Why Do We Need a World Organization?
The men who forged the Charter of the United Nations had a solemn task. While the most destructive war in the world's history was still going on, and in the knowledge that any future conflict would be infinitely worse, they sought at San Francisco a solution to the age-old problem how to prevent war.
The representatives who met in San Francisco from April 25 to June 26, 1945-representatives of the 50 nations then at war with Germany or Japan or both-were by no means breaking new ground. For centuries philosophers and kings, diplomats and ordinary citizens have hunted for the key to lasting peace. In the course of time, every conceivable variety of general principle and detailed plan has been put forward. But not until 1919 was a full-fledged organization established among the nations with the purpose of keeping the peace.
The League of Nations failed of that purpose. The men who created it predicted that a recurrence of world conflict would be certain disaster for humanity.
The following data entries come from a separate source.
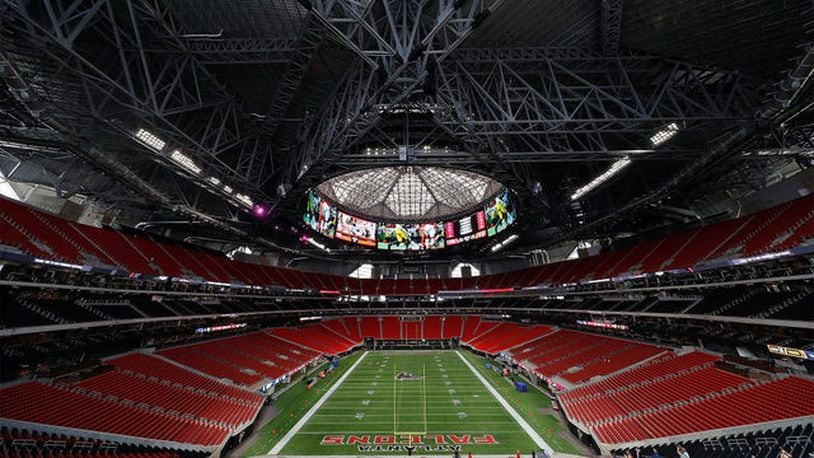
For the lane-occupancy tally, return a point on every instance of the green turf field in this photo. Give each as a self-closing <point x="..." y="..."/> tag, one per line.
<point x="439" y="404"/>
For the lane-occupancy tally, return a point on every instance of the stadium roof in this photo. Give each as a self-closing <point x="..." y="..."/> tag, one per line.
<point x="408" y="193"/>
<point x="258" y="101"/>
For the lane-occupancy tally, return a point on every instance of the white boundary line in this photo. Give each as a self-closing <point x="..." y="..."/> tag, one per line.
<point x="513" y="413"/>
<point x="296" y="428"/>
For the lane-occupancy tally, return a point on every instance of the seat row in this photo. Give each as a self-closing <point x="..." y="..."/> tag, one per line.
<point x="55" y="405"/>
<point x="46" y="236"/>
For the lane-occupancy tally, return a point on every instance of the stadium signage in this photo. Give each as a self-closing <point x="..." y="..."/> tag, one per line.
<point x="791" y="352"/>
<point x="224" y="327"/>
<point x="324" y="217"/>
<point x="403" y="443"/>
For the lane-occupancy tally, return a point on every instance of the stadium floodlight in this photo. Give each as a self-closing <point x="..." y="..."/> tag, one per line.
<point x="665" y="134"/>
<point x="150" y="139"/>
<point x="615" y="168"/>
<point x="244" y="199"/>
<point x="185" y="161"/>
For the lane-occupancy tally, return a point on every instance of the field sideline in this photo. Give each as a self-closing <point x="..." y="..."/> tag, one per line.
<point x="428" y="400"/>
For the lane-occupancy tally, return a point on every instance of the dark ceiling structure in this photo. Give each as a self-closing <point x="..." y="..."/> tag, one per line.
<point x="257" y="101"/>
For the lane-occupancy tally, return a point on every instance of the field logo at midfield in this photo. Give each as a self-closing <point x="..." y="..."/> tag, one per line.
<point x="391" y="443"/>
<point x="406" y="377"/>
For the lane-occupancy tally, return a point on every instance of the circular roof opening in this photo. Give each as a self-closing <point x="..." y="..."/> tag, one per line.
<point x="408" y="193"/>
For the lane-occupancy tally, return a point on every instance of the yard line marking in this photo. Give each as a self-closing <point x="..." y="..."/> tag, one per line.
<point x="513" y="413"/>
<point x="284" y="441"/>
But in the years that followed, men became less conscious of the costs of war and more preoccupied with the price of peace. Statesmen and students discussed at length the economic and social measures necessary to relieve political unrest but little was done to solve the critical problems. Nations, when the pinch came, hesitated to take direct action against aggression.
In Manchuria, in Ethiopia, at Munich, and elsewhere, however, the world learned that aggression cannot be stopped by diplomatic protests, halfway economic penalties or appeasement. It will take at least as much cooperation and determination to use joint force-if necessary-to keep the peace as it has taken to win the victory.
Another chance and another try
The military developments of this war-jet propulsion, rockets, atomic bombs-show what could be expected in a future war. They make the creation of a workable system to maintain world peace look like plain common sense. , Whatever peace may cost in the sacrifice of traditional ideas and policies would seem to be not merely worth while but indispensable. As Senator Vandenberg said to the Senate in his report on the San Francisco Conference, "If World War III ever unhappily arrives, it will open laboratories of death too horrible to contemplate. . . . They must be closed all around the earth (for keeps) because neither time nor space any longer promises to shield the victims of treacherous attack."
At San Francisco the United Nations laid the foundation and erected the framework of another world peace system. In some ways it resembles the League of Nations. In other ways it is different. But it faces the same basic difficulties and over it hovers the same big question mark: Will it succeed?